Java Strings: “String s = new String(”silly“);”

Question

I\'m a C++ guy learning Java. I\'m reading Effective Java and something confused me. It says never to write code like this:

String s = new String(\"silly\");         


        

Answer 1

In your first example, you are creating a String, "silly" and then passing it as a parameter to another String's copy constructor, which makes a second String which is identical to the first. Since Java Strings are immutable (something that frequently stings people who are used to C strings), this is a needless waste of resources. You should instead use the second example because it skips several needless steps.

However, the String literal is not a CaseInsensitiveString so there you cannot do what you want in your last example.

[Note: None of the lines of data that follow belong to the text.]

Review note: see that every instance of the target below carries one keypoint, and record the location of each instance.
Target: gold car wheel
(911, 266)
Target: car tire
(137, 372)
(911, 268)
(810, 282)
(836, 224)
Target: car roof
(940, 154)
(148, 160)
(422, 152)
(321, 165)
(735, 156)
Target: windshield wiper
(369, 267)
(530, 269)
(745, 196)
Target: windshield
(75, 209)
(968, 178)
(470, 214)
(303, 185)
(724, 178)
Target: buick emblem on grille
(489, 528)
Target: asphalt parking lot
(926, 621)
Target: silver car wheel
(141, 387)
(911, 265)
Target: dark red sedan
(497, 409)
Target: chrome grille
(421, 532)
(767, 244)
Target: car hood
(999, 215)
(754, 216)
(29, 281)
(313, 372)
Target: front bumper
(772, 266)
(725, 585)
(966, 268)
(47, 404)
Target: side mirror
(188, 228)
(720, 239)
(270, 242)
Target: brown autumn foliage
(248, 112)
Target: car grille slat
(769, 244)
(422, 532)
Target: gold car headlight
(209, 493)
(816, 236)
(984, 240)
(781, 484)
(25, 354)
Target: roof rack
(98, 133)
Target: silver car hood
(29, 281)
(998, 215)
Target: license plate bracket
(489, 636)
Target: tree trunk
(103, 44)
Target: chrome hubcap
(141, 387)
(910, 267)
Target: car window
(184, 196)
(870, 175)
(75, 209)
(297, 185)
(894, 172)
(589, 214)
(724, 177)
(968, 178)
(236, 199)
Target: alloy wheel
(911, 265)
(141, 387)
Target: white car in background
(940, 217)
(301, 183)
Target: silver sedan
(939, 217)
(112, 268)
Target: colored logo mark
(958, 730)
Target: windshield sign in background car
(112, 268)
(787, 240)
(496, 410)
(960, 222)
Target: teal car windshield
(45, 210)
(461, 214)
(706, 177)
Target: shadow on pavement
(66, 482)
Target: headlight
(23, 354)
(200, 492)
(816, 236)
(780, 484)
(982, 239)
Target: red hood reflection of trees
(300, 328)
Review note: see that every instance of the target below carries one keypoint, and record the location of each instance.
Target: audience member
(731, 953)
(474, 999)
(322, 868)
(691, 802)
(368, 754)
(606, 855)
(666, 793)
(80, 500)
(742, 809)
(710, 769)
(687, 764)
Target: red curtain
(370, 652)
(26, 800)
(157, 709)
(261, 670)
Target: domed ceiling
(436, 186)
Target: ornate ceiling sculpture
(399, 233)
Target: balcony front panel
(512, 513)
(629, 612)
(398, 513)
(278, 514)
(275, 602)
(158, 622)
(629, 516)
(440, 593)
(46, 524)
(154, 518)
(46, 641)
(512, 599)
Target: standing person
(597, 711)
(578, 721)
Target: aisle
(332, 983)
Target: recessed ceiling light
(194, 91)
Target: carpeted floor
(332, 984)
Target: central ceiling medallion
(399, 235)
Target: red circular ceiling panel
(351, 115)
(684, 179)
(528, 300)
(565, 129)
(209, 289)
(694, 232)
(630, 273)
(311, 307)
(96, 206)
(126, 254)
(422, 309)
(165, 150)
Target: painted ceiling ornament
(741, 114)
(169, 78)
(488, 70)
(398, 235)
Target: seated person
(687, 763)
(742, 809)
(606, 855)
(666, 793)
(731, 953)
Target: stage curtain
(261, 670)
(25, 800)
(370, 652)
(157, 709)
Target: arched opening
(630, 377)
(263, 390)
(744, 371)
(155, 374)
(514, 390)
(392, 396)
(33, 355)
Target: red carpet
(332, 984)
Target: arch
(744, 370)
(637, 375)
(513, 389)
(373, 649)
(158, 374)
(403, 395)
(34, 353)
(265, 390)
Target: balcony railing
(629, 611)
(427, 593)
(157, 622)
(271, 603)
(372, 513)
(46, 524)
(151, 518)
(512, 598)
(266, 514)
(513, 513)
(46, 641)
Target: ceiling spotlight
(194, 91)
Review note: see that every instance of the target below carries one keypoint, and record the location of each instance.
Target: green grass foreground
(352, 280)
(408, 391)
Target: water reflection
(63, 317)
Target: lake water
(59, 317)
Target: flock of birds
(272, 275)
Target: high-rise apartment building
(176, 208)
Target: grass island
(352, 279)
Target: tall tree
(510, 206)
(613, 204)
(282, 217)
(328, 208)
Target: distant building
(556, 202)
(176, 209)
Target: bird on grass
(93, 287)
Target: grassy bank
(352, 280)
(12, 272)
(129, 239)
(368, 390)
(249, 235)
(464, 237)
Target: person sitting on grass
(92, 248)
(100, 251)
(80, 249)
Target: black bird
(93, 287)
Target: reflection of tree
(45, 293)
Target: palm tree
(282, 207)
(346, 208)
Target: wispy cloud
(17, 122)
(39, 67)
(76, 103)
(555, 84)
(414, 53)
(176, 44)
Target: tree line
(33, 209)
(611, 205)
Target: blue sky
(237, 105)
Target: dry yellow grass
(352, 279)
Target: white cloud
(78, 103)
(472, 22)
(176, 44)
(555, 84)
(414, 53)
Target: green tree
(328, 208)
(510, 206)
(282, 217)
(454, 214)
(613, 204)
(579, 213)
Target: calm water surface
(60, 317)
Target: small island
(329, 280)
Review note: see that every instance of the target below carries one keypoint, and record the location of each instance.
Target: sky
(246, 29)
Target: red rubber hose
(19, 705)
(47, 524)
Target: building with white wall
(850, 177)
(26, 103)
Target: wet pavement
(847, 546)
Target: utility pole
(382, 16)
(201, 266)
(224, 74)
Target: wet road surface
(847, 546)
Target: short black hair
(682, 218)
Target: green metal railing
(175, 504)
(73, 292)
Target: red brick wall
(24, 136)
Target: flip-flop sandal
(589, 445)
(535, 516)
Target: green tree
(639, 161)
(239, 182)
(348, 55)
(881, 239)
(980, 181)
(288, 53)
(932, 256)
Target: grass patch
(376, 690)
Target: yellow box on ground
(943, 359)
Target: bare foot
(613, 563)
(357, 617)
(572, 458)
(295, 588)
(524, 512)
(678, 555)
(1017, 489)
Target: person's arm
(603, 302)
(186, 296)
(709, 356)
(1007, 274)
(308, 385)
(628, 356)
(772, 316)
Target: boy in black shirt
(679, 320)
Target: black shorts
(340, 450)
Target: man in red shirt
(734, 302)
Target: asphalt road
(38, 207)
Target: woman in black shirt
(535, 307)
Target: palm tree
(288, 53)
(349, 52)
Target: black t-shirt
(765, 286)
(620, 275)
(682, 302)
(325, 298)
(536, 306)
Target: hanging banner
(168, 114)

Furthermore, there is no way to overload a casting operator like you can in C++ so there is literally no way to do what you want. You must instead pass it in as a parameter to your class's constructor. Of course, I'd probably just use String.toLowerCase() and be done with it.

Also, your CaseInsensitiveString should implement the CharSequence interface as well as probably the Serializable and Comparable interfaces. Of course, if you implement Comparable, you should override equals() and hashCode() as well.

Answer 2

CaseInsensitiveString is not a String although it contains a String. A String literal e.g "example" can be only assigned to a String.

Answer 3

First, you can't make a class that extends from String, because String is a final class. And java manage Strings differently from other classes so only with String you can do

String s = "Polish";

But whit your class you have to invoke the constructor. So, that code is fine.

Answer 4

I would just add that Java has Copy constructors...

Well, that's an ordinary constructor with an object of same type as argument.

Answer 5

The best way to answer your question would be to make you familiar with the "String constant pool". In java string objects are immutable (i.e their values cannot be changed once they are initialized), so when editing a string object you end up creating a new edited string object wherease the old object just floats around in a special memory ares called the "string constant pool". creating a new string object by

String s = "Hello";

will only create a string object in the pool and the reference s will refer to it, but by using

String s = new String("Hello");

you create two string objects: one in the pool and the other in the heap. the reference will refer to the object in the heap.

Answer 6

Just because you have the word String in your class, does not mean you get all the special features of the built-in String class.